ALABAMA: Scarlet Event to Shine Spotlight on HIV/AIDS during Tonight's LoDa Artwalk (12.14.12)

Friday evening, December 14, at Cathedral Square, the Mobile AIDS Coalition sponsored the Scarlet Event to raise awareness about the treatment and prevention of HIV/AIDS. Held as part of World AIDS Day events, the Scarlett Event was both a health fair and an art festival. At LoDa Artwalk, adjacent to Cathedral Square, the organization Wellborn Ideas displayed more than 30 pieces of art inspired by or related to the lives of those affected by HIV/AIDS. The artwork was available for purchase, with all proceeds going to the Mobile AIDS Coalition.
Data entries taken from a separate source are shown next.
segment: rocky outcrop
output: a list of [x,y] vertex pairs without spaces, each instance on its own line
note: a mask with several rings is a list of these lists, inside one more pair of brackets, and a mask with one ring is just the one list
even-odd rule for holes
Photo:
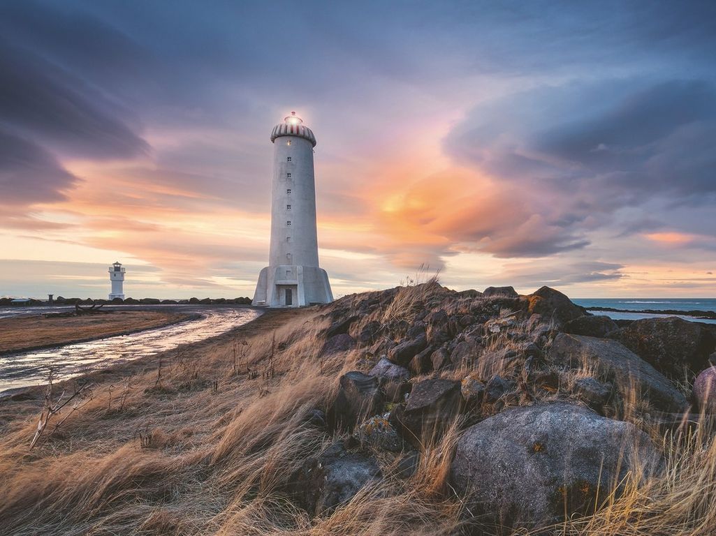
[[407,369],[393,363],[387,357],[380,358],[380,361],[371,369],[368,375],[392,381],[402,381],[410,377],[410,373],[408,372]]
[[662,374],[679,379],[707,368],[716,347],[711,331],[677,316],[636,320],[614,338]]
[[612,490],[619,494],[627,473],[644,476],[659,459],[633,424],[556,403],[507,410],[469,428],[451,480],[473,515],[543,526],[565,512],[593,512]]
[[527,296],[527,312],[539,314],[546,321],[558,325],[584,316],[586,311],[575,305],[564,294],[547,286],[541,287]]
[[340,442],[307,459],[294,479],[299,504],[311,515],[330,514],[363,487],[381,478],[375,459],[349,452]]
[[333,354],[348,351],[354,348],[355,345],[355,339],[347,333],[334,335],[324,344],[321,354],[324,356],[330,356]]
[[506,296],[507,298],[519,298],[513,287],[488,287],[483,291],[483,296],[485,298],[491,296]]
[[425,333],[418,335],[415,338],[407,338],[388,351],[388,358],[393,363],[397,363],[401,366],[406,366],[417,354],[425,349],[427,346],[427,338]]
[[438,436],[450,426],[460,406],[460,384],[445,379],[423,380],[413,386],[405,409],[398,406],[391,420],[416,446]]
[[716,413],[716,368],[710,366],[697,376],[693,396],[700,411]]
[[570,369],[595,370],[614,384],[622,400],[648,399],[657,409],[676,413],[689,406],[662,374],[616,341],[584,335],[559,333],[550,348],[548,361]]
[[566,333],[602,338],[609,336],[619,329],[619,326],[614,321],[602,315],[580,316],[565,323],[562,327],[562,331]]
[[356,422],[379,413],[383,396],[378,379],[353,371],[341,376],[338,394],[328,412],[334,427],[352,429]]

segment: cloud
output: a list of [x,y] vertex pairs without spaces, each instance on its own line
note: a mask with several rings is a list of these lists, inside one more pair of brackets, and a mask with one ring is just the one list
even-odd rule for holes
[[[77,177],[44,148],[0,127],[0,204],[27,205],[64,200],[65,192],[77,182]],[[20,219],[26,223],[30,218]]]
[[0,117],[6,128],[75,157],[130,158],[149,151],[127,125],[130,116],[72,73],[0,42]]

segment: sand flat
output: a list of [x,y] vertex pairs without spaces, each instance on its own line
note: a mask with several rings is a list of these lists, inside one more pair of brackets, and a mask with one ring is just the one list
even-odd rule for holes
[[191,315],[159,311],[117,311],[79,316],[0,318],[0,354],[60,346],[159,328]]

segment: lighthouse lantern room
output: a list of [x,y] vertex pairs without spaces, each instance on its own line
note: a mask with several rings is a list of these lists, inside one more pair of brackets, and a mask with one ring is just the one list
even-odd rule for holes
[[125,291],[122,286],[125,284],[125,269],[122,268],[122,263],[117,261],[110,266],[110,281],[112,283],[112,292],[110,293],[110,299],[113,300],[119,298],[125,299]]
[[319,267],[314,147],[316,137],[291,112],[271,132],[268,265],[258,275],[254,305],[297,307],[333,301],[325,270]]

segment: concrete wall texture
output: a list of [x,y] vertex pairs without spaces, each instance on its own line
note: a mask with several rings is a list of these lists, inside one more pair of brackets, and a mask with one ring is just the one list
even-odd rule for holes
[[272,307],[326,303],[333,293],[326,271],[319,267],[316,138],[291,115],[274,128],[274,179],[268,265],[261,270],[254,305]]

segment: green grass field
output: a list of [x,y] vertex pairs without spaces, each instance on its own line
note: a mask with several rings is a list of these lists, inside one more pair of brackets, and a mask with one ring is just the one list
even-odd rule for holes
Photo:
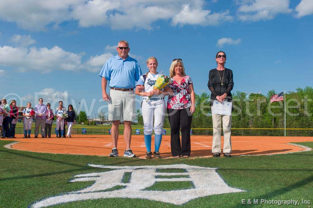
[[[113,198],[70,202],[53,207],[271,207],[275,206],[241,204],[242,199],[253,199],[299,200],[300,204],[297,207],[312,207],[312,204],[301,205],[301,199],[310,200],[311,204],[313,203],[313,151],[231,158],[145,160],[122,157],[112,158],[39,153],[3,147],[11,142],[0,141],[0,206],[2,207],[27,207],[43,198],[84,188],[93,182],[71,182],[69,181],[75,175],[110,170],[94,168],[87,166],[88,164],[121,166],[185,164],[218,167],[217,172],[228,186],[247,191],[200,197],[181,206],[147,200]],[[313,147],[312,142],[299,144]],[[163,171],[184,171],[179,169]],[[123,180],[127,181],[130,177],[126,174]],[[177,176],[173,177],[176,177]],[[147,190],[188,189],[192,188],[192,183],[186,181],[163,182],[156,183]],[[120,186],[112,188],[123,188]]]

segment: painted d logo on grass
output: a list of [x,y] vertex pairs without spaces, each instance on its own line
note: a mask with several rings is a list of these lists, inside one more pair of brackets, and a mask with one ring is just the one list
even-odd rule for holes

Ty Tover, president of the coalition, emphasized that the event was about “bringing together the kids who have a voice, the people who are not infected [by affected] that have a voice, and those people who have lost someone who have a voice.” Wellborn Ideas’ vice president and exhibit curator Harriet Shade declared that showcasing artwork related to World AIDS Day was a way to let her gallery’s patrons know about the prevention of the diseases and not just the treatment. She added that many younger people are not aware of the impact of HIV/AIDS, explaining, “They need to see that even though there are treatments for it, and people are living with it on a daily basis, it can be prevented.” Another artist whose work was on display at the Scarlet Event, Angela Elizabeth Gray, is a mental health counselor for the Mobile County Health Department. She practices art therapy with her clients who have either HIV or full-blown AIDS. Gray helps her clients identify and work through the different stages of the grief cycle through artistic expression. She recommends it to everyone, whether they are “newly diagnosed or 3 years in.”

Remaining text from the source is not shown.